Today the crime is probably not trying to be romantic with your spouse.
One of my biggest shocks on Valentine’s Day was having a single red rose delivered to me at work. I guess a guy getting a rose from his wife is really uncommon—and I proudly displayed it on my desk for almost a week.
It put a spring in my step that year, but it was the surprise of the moment that made it so special.
Perhaps that is what can be fun about Valentine’s Day—the surprise, the unexpected night away from home, or discovering a card on the seat of your car as you leave for work early in the morning.
One of the legends of Valentine’s Day goes back to an old English belief that birds began mating around Feb. 14. That popular notion helped strengthen the belief that Valentine’s Day should be a celebration of love and romance.
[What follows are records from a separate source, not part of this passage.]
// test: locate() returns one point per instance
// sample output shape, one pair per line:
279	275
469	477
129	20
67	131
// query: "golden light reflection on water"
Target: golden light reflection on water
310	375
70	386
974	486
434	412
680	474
The idea grew and lovers began exchanging love notes and flowers. Today, we write fewer love notes but replace those with romantic cards that are displayed in stores.
It wasn’t until the late 18th century that manufactured cards were available. Back then, they all were delivered by hand. It was in the 19th century that mail was used to deliver romantic cards for Valentine’s Day. And then the recipient had to pay for the postage.
In the modern era, those cards are being replaced with electronic ones delivered via the Internet.
Oh, how sending a card has become so much simpler.
Still, nothing has replaced that romantic candlelight supper away from the kids and the confusion of the household. That intimate supper, soft music in the background, with just the two of you is what romance is all about.
Alone, with great food, the romance of the relationship can blossom once again.
Perhaps that is what Valentine’s Day is all about: rediscovering your partner and making the time to say to someone, “I love you.”